Inspired by a challenge raised by Prof. Jean-Pierre Hickey in Mechanical Engineering I have worked to investigate novel ways to use Deep Neural Network to revolutionize the way combustion simulation calculations are computed and stored.
This research is relevant for the design of combustion engines and energy production.
Our results are significantly better than existing approaches and could lead to an order of magnitude speed up in some combustion simulation models. This work was presented at the European Conference on Machine Learning conference in September 2019.

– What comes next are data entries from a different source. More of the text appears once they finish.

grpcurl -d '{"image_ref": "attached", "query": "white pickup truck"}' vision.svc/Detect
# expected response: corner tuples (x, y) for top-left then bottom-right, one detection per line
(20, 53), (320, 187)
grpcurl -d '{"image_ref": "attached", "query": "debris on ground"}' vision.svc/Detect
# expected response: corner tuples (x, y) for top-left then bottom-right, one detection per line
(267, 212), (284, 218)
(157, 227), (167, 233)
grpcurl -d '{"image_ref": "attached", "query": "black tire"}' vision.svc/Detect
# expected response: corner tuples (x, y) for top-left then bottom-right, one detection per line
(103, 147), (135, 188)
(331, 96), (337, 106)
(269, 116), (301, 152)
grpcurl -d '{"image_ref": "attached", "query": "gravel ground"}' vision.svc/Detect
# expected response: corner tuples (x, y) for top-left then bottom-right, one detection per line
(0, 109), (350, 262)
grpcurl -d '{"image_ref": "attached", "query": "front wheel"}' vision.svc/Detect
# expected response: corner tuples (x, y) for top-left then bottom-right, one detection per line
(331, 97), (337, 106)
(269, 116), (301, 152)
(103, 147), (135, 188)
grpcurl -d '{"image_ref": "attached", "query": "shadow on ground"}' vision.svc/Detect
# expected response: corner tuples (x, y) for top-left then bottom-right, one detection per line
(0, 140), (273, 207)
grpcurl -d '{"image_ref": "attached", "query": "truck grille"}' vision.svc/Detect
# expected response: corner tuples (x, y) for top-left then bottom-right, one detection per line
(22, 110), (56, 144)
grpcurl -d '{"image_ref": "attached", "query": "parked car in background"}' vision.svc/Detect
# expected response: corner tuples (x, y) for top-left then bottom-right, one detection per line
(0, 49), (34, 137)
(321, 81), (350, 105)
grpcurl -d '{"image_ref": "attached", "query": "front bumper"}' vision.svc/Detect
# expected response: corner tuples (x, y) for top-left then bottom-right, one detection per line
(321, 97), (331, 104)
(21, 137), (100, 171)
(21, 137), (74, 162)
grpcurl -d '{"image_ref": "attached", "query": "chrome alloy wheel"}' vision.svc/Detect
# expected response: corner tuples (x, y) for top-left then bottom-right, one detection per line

Our Papers on Combustion Modelling
Compact Representation of a Multi-dimensional Combustion Manifold Using Deep Neural Networks
Sushrut Bhalla,
Matthew Yao,
Jean-Pierre Hickey,
and Mark Crowley
In
European Conference on Machine Learning (ECML-19).
Wurzburg, Germany.
2019.
The computational challenges in turbulent combustion simulations stem from the physical complexities and multi-scale nature of the problem which make it intractable to compute scaleesolving simulations. For most engineering applications, the large scale separation between the flame (typically submillimeter scale) and the characteristic turbulent flow (typically centimeter or meter scale) allows us to evoke simplifying assumptions–such as done for the flamelet model to precompute all the chemical reactions and map them to a low order manifold. The resulting manifold is then tabulated and looked up at runtime. As the physical complexity of combustion simulations increases (including radiation, soot formation, pressure variations etc.) the dimensionality of the resulting manifold grows which impedes an efficient tabulation and look up. In this paper we present a novel approach to model the multidimensional combustion manifold. We approximate the combustion manifold using a neural network function approximator and use it to predict the temperature and composition of the reaction. We present a novel training procedure which is developed to generate a smooth output curve for temperature over the course of a reaction. We then evaluate our work against the current approach of tabulation with linear interpolation in combustion simulations. We also provide an ablation study of our training procedure in the context of overfitting in our model. The combustion dataset used for the modeling of combustion of H2 and O2 in this work is released alongside this paper.